Jenna Yankun is the contemporary embodiment of a Renaissance Woman. Although her formal training includes merchandising and fabric styling at the Fashion Institute of Technology, the spectrum of her talent is much broader – she is an accomplished fashion designer and magazine art director.
Jenna approaches fashion with a whimsical outcome in mind. Especially pronounced in her knitwear designs, her playful, colorful aesthetic reveals a childlike quality that defies the constrictions of minimalism. Geometric, eccentric patterns reminiscent of the 1950s are often found in Jenna’s designs, such as those in her recent collaborations with Anthropologie and Target.

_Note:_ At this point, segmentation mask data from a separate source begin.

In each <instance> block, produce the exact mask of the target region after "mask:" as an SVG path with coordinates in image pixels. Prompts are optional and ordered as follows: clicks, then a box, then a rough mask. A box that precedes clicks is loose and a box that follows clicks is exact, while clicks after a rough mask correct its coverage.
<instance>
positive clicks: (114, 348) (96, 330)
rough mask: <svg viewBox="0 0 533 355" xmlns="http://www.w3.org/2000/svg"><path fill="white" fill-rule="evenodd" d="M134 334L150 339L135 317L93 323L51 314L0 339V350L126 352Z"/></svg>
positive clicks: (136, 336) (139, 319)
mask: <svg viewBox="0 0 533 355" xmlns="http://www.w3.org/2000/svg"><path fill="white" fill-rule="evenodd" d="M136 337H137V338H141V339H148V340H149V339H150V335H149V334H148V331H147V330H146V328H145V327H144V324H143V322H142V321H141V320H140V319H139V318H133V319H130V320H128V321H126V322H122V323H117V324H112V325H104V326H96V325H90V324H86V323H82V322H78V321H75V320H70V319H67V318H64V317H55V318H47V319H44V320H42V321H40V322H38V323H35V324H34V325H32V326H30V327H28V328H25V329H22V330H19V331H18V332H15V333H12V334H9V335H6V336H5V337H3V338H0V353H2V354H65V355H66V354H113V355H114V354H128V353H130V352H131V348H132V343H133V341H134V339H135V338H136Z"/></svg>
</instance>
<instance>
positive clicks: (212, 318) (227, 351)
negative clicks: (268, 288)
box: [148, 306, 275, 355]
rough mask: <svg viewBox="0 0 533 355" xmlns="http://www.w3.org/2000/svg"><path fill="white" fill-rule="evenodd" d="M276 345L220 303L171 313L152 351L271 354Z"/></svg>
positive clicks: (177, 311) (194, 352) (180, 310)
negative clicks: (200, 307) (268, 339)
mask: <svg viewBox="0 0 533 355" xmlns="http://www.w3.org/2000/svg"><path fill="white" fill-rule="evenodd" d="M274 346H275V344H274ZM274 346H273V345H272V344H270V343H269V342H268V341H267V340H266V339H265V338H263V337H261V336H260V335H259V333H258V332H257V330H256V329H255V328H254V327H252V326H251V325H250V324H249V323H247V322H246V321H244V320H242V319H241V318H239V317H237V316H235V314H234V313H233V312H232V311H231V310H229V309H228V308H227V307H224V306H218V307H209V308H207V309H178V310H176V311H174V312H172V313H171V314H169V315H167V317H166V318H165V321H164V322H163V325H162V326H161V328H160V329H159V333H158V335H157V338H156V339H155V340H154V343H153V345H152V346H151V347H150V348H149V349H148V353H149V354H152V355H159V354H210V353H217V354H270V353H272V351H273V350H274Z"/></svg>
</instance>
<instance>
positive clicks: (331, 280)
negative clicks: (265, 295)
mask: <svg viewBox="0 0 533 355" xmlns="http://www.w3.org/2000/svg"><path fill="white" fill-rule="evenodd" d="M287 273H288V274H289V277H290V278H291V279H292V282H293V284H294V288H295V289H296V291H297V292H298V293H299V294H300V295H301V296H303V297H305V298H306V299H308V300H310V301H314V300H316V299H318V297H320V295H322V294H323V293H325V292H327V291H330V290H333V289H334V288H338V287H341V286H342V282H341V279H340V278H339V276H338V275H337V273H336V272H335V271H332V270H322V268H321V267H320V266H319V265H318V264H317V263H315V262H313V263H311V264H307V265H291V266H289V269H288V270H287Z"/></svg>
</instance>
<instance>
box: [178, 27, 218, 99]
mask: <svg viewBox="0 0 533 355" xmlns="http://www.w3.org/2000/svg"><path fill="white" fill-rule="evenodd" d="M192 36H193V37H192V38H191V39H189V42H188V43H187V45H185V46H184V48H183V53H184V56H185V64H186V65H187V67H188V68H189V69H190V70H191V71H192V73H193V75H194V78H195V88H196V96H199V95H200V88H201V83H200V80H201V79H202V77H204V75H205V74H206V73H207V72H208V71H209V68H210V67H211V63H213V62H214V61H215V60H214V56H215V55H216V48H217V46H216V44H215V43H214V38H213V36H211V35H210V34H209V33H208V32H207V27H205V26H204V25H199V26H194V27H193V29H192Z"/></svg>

“Fashion should be an opportunity to play with your inner child,” Jenna states. “Have fun with it; wear that weird ring you got when you were twelve. Personal style is about wearing things that empower you as an individual.”
Lighthearted as Jenna’s sense of style may be, she is all business when it comes to her fashion projects, for which she has global ambitions. It is this pragmatism that sets her apart from other designers. Much of her fashion work requires her to accurately interpret a client’s needs and requirements and to engage with and source artists, which can present a host of logistics and communication challenges. Jenna, however, has an intuitive ability to fully comprehend others’ creative proclivities and to work within them; this is truly the sine qua non of her success.
In addition to fashion design, Jenna oversees the artistic direction of her New York-based craft and curio print publication, Atlas (atlasmag.com). Geared towards those with a touch of nostalgia, the magazine provides highly stylized photographs shot entirely on film, resulting in a vintage aesthetic. This tone is complemented by the stories, many of which focus on indigenous customs and crafts. In the “Atlas Currents” issue, for instance, one article recounts the experience of salt harvesting along the Oregon coast, while in “The Voyages,” another narrates how a woman’s trans-American road trip inspired her to begin quilting.
Through all facets of Jenna’s work runs a current of idealism, a sensual richness that reflects an aesthetically romanticized perception of the world. As a fashion designer and an artistic director, Jenna produces a celebration of style, texture, composition, and color – a constant dialogue between visual and tactile elements.